Christine Ebersole may be most widely known for her turns on Broadway, but her new album, After the Ball, bears clear witness to her mastery of other genres, in this case jazz. Ebersole’s warm tone, pristine pitch, crisp diction, and smart interpretation, coupled with Lawrence Yurman’s delicious jazz-of-today arrangements, deliver a recording that should be in the collection of any fan of vocal jazz.

The album takes a loving look at the cycle of family life as told primarily through songs from the heyday of the Great American Songbook and occasionally through more recent ones. Joni Mitchell’s “Little Green” is interwoven with Rodgers & Hart’s “Wait Till You See Her” and Frank Loesser’s “The Inch Worm” to great storytelling effect.

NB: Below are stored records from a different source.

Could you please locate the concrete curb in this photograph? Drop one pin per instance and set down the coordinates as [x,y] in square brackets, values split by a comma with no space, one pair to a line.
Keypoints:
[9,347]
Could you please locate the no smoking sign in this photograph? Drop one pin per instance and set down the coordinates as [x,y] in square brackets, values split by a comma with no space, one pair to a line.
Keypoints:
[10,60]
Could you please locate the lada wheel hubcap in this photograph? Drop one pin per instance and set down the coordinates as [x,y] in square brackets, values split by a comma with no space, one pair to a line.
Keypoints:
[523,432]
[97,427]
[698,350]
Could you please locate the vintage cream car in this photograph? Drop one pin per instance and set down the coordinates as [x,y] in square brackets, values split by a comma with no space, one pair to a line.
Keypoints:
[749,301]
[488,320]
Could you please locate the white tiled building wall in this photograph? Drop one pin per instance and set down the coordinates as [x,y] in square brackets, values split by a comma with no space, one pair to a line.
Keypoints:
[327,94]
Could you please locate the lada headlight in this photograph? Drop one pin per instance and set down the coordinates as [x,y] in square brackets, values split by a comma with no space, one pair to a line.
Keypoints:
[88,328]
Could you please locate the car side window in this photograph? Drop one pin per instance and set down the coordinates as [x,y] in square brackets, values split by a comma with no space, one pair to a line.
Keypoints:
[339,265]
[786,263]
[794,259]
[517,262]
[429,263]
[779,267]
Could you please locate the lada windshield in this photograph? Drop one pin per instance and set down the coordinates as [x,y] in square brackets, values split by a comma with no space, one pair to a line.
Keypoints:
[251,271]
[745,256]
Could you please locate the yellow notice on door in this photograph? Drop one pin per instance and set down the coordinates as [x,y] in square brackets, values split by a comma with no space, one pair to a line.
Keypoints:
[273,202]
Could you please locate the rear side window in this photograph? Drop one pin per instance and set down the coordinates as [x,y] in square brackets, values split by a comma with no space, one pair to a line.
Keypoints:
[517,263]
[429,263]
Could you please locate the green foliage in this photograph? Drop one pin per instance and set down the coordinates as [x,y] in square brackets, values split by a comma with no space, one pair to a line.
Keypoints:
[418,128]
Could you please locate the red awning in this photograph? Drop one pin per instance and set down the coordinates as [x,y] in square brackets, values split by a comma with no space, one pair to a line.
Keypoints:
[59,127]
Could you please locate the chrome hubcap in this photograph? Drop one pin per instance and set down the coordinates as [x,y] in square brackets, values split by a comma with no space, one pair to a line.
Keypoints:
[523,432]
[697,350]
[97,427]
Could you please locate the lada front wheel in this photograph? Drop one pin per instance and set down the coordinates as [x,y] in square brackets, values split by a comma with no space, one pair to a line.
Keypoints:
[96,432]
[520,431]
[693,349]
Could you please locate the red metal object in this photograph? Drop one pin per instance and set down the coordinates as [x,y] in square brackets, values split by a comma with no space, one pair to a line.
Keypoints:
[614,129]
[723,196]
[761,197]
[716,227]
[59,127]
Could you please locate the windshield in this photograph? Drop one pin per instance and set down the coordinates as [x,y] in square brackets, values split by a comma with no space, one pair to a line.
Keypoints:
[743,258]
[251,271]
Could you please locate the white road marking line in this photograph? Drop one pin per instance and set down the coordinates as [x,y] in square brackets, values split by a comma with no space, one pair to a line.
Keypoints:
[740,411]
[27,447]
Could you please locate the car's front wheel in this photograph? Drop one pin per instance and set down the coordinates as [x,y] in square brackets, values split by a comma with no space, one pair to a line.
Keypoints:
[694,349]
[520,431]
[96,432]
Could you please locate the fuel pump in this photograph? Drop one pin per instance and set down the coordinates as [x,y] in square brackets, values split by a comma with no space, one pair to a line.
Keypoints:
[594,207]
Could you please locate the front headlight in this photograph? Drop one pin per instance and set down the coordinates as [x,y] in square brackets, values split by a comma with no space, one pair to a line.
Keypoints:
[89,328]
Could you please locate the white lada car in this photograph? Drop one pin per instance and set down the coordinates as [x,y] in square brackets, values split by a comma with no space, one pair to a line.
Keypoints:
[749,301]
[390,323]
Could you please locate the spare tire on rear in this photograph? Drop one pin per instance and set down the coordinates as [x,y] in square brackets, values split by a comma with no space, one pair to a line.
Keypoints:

Ebersole’s vocals are magnificent throughout. “Autumn Leaves” (Joseph Kosma/Jacques Prévert/Johnny Mercer) is a particular standout; here she drops the formal diction and tonal power of her stage work for a more purely expressive sound. Among the many excellent versions of this song recorded over the decades, this one might become my new reference version.

There is a sense of sad nostalgia to the album that comes in part from the consistently gentle tempos taken. I don’t think I’ve ever heard “’S Wonderful” (George Gershwin/Ira Gershwin) sung so slowly, and while “My Baby Just Cares for Me” (Walter Donaldson/Gus Kahn) starts with a spark of personality, it quickly dissolves into a more languid celebration. Each cut works individually, but the overall impression is never quite joyous. If Ebersole were to take this album on the road as a show, her background stories and her sparkling stage presence might counter this. But that is a minor shortcoming. The perfect marriage of Yurman’s arrangements and Ebersole’s singing is more than enough to recommend this recording to any lover of good music.

Tracy Adams

A Richmond, Virginia native, Tracy Adams has been singing in clubs around Chicago, where he now resides, since 1989. He made his formal solo cabaret debuts in both Chicago and New York in 1999 and has created 15 new shows since. Tracy is a songwriter as well as performer and arranger, and for seven years was a restaurant reviewer for Gay Chicago Magazine. He is a member of the Chicago Cabaret Professionals and a performing alum of Acts of Kindness Cabaret.